Saturday, 2 January 2010

KL - some thoughts....









Lai Foong

Lai Foong Coffee Shop has been a fixture of Chinatown’s Tun Tan Cheng Lock street for more than fifty years now. It is actually a collection of half a dozen frantically hectic eateries and is famous for Lai Foong Beef Noodles and for what must be the most tooth-rottingly sweet coffee in Malaysia.

The rushing waiters yell in shrill Chinese and from the surrounding tables you can hear voices chattering in Malay, Mandarin, Cantonese, English and Tamil. The cultural mix is as mind-bogglingly diverse as the menu.

Four ringgit will get you a heaped serving of delicious Penang Fried Kuey Teow – thick noodles served with egg, chicken and vegetable...but for just a little more you can get a plate of omasum, or cow intestines. The board of fare also offers tripe, lean meat, tendon and what is described simply as ‘balls.’

You can wash your tendons and balls down with a glass of something that the menu calls Jolly Shady. Presumably this is in fact a shandy. Not being a Muslim establishment, Royal Stout, Guinness and Tiger Beer are also on offer. There’s also Carlsberg Special Brew which reminds me only of High School Days but to which the Chinese typically have attributed some supernatural health-giving powers. But then the Chinese see aphrodisiac qualities in everything.

It was here where a Chinese street trader once sidled up to me with a packet of something which he claimed was the world’s most powerful aphrodisiac.
“Test it out,” he said – “if you drop just a few grains of this into a plate of instant noodles all the noodles will straighten out!”


Coliseum
Time almost seems to stand still at The Coliseum. This KL icon is close to celebrating its 100th birthday and has changed little since the good old days when planters used to occupy the rented rooms and colonial engineers used to meet here for sundowners. The bar is said to be the highest bar in South East Asia: it was ergonomically designed at a time long before the term was even thought of and is placed ‘exactly at the height of the average Englishman’s elbow.’


The old bar has seen some wild nights and the loyal crowd of staunch regulars regularly threaten to rebel (or, worse, desert) whenever the owner threatens to refurbish or even just paint the tobacco-stained walls.


You never know who you might bump into in the Coliseum’s bar. Last time I was here I ended up on a G&T binge with a leading military advisor from East Timor and a man who claimed to be an exiled Bengali noble who was battling to regain his ancestral fifedom.
Returning this time the regulars still look vaguely familiar and even old Captain Ho, the famous Chinese waiter has recently celebrated his eighty-eighth birthday but still insists on hobbling out of the kitchen to tie the napkin around your neck and serve up your sizzling (or “sizzering”) hotplate steaks.
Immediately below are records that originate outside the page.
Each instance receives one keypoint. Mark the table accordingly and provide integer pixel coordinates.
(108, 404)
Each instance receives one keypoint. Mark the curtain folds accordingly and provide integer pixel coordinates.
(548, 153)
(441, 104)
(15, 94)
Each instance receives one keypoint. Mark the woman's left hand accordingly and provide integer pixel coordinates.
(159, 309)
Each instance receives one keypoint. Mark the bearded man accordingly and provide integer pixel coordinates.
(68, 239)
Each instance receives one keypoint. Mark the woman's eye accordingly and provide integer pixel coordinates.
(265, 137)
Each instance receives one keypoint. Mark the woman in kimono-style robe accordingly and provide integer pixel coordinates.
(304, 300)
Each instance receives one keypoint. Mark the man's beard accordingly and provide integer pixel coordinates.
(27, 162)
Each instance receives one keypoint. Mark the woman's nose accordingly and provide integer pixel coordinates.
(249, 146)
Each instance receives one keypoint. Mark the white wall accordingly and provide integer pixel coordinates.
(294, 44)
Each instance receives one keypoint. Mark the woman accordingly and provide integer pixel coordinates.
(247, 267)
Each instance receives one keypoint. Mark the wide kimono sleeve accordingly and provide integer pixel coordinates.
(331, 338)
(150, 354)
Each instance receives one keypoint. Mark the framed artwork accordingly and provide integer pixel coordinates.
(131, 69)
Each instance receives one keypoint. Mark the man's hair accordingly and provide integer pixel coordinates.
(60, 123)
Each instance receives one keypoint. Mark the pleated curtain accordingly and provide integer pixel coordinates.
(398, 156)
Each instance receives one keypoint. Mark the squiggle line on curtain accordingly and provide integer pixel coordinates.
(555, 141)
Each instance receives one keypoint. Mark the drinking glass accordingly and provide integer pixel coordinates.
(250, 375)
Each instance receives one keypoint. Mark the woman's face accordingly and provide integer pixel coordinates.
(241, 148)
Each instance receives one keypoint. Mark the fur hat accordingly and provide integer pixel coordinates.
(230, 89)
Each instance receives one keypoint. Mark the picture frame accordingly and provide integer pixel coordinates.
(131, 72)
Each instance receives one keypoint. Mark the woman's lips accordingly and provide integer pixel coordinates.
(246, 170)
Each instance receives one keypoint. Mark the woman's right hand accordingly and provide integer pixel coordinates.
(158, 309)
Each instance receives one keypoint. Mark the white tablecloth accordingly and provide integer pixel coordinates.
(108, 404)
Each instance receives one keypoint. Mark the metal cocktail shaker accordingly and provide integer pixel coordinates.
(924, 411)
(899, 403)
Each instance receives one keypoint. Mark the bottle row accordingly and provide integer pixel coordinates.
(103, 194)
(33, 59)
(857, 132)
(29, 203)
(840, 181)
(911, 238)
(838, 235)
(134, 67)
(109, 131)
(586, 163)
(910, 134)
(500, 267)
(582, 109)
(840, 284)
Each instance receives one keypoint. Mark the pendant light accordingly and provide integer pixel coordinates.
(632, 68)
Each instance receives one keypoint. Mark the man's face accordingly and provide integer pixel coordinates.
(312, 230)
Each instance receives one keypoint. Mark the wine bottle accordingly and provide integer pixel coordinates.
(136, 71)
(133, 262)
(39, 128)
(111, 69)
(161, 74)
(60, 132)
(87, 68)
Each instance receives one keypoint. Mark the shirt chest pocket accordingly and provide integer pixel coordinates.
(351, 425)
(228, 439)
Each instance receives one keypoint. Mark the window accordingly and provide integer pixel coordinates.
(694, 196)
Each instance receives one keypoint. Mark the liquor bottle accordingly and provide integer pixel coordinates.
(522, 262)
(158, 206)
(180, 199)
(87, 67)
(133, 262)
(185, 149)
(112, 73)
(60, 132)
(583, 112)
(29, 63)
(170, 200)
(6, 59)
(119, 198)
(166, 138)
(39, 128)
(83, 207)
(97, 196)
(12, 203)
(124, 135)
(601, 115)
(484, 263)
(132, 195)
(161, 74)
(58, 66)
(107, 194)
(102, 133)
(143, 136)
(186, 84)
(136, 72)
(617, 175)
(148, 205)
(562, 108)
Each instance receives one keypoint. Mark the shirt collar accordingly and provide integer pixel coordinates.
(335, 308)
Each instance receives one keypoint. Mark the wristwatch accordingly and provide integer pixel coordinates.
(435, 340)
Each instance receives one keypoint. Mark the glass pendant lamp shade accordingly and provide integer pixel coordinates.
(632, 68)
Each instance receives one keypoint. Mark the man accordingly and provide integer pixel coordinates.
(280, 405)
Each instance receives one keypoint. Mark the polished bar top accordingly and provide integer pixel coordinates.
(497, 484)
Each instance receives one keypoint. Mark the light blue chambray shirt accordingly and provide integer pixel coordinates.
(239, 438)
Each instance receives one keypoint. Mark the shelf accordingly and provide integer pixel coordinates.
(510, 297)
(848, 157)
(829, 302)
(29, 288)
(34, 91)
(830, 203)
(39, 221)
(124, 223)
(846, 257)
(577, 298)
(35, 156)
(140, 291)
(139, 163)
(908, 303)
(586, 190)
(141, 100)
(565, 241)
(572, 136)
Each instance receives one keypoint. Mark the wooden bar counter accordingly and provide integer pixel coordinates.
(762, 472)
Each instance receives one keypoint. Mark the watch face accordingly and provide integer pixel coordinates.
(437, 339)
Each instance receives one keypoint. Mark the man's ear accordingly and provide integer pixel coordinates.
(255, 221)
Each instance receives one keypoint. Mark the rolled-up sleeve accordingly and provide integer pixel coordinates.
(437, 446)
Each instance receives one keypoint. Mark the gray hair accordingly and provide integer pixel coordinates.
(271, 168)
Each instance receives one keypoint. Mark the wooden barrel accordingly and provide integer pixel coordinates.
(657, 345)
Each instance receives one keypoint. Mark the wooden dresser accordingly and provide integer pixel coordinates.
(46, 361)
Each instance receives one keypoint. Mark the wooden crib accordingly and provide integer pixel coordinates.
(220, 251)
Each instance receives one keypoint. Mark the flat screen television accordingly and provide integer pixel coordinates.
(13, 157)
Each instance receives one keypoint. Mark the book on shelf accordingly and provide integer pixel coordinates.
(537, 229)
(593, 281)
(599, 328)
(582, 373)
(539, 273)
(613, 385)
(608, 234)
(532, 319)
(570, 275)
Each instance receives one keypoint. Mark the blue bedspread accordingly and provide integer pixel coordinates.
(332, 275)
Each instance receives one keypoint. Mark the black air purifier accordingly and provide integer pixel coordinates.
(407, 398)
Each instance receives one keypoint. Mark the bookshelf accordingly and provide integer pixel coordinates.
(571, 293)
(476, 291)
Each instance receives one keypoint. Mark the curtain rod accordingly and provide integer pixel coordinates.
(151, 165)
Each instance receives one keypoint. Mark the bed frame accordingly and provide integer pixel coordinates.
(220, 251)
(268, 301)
The traditional British Pot Pies are also a sought after delicacy but the staff here refuses to be rushed...the menu stipulates that these delicacies must be ordered with three days advance notice.


The only noticeable difference these days is that the bar-staff seem to be a bit stingier on the gin slings. Can it be that even the venerable Coli is having to face up to an economic downturn?


Every time I stay at the Coli I think that it’s impossible that it can still be here when I next get back. I’ve been saying that for years though and chances are I guess the infamous ‘Coli’ might outlast me after all!